Karena Allah telah berfirman: “Aku sekali-kali tidak akan membiarkan engkau dan Aku sekali-kali tidak akan meninggalkan engkau.” Ibrani 13:5b
Ketika Allah terasa jauh, kita mungkin berpikir bahwa Allah marah terhadap kita atau sedang menghukum kita karena suatu dosa. Sesungguhnya, dosa memang memisahkan kita dari persekutuan yang akrab dengan Allah. Kita mendukakan Roh Allah dan memadamkan persekutuan kita dengan Allah melalui ketidaktaatan, konflik dengan orang lain, kesibukan, persahabatan dengan dunia, dan dosa-dosa lain.

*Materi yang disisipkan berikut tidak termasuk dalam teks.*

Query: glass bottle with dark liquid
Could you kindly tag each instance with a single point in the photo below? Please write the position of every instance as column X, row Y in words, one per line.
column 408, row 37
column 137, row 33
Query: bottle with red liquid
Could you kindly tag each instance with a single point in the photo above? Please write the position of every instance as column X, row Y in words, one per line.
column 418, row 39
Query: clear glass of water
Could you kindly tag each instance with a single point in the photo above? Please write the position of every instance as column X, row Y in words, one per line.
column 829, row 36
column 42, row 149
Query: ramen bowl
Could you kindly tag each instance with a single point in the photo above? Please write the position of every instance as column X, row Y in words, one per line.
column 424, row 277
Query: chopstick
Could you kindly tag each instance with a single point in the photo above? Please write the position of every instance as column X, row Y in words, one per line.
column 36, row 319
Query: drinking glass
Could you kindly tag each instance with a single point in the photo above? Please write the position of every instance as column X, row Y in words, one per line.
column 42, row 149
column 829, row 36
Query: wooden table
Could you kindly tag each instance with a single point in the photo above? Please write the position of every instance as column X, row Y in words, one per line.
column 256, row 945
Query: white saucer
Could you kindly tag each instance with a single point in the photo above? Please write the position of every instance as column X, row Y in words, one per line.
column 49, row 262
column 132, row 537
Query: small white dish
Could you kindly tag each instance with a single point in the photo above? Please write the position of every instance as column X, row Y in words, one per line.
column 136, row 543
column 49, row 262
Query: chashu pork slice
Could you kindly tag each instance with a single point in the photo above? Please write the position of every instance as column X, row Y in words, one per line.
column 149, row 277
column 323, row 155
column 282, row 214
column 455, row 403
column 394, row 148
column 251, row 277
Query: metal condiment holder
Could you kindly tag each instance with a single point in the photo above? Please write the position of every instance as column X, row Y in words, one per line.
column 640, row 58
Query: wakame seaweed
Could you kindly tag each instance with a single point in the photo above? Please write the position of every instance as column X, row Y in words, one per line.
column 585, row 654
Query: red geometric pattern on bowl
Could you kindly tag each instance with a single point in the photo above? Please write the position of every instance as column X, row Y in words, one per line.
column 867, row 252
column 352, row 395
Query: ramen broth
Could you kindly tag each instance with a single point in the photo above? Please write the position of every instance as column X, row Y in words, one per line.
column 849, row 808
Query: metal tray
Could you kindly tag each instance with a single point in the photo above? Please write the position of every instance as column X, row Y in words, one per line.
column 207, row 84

Tetapi seringkali perasaan ditinggalkan atau dijauhkan oleh Allah ini tidak berkaitan dengan dosa. Ini merupakan ujian iman. Iman kita diuji: akankah Saudara terus mengasihi, mempercayai, mentaati dan menyembah Allah, bahkan ketika Saudara tidak merasakan kehadiran-Nya atau tidak memiliki bukti yang bisa dilihat dari karya-Nya dalam kehidupan Saudara?
Ketika Allah terasa jauh, apakah yang dapat kita lakukan? Pertama, curahkan isi hati Saudara kepada Allah. Allah bisa menangani kebimbangan, kemarahan, ketakutan, kesedihan, kebingungan, dan keraguan Saudara. Ketika Raja Daud mempercayai Allah tetapi sekaligus merasa putus asa, ia menulis, “Aku percaya, sekalipun aku berkata: Aku ini sangat tertindas” (Maz. 116:10). Hal kedua yang dapat kita lakukan adalah pusatkan perhatian pada keberadaan Allah, sifat-Nya yang tidak berubah. Ingatkan diri Saudara bahwa: Allah baik, Dia mengasihi saya, dan memiliki rencana yang baik bagi kehidupan saya.
Hal yang ketiga adalah, percaya bahwa Allah menepati janji-janji-Nya. Dalam penderitaannya, Ayub tetap berpegang pada Firman Allah. Dia berkata, “Perintah dari bibir-Nya tidak kulanggar, dalam sanubariku kusimpan ucapan mulut-Nya” (Ayb. 23:12). Akhirnya, hal yang keempat adalah, ingatlah apa yang Allah telah kerjakan bagi Saudara. Seandainya Allah tidak pernah melakukan hal lain apapun bagi Saudara, Allah tetap layak menerima pujian Saudara karena pengorbanan Kristus di atas kayu salib untuk menyelamatkan Saudara.
Kemahahadiran Allah dan perwujudan kehadiran-Nya adalah dua hal yang berbeda. Kemahahadiran Allah adalah fakta, sedangkan perwujudan kehadiran-Nya seringkali berkaitan dengan perasaan kita. Allah selalu ada, bahkan ketika kita tidak menyadari-Nya, dan kehadiran-Nya terlalu dahsyat untuk dapat diukur dengan emosi belaka. Benar, Allah ingin agar Saudara merasakan kehadiran-Nya, tetapi Allah lebih suka Saudara mempercayai-Nya daripada Saudara merasakan-Nya. Iman Saudara kepada Allah menyenangkan hati Allah.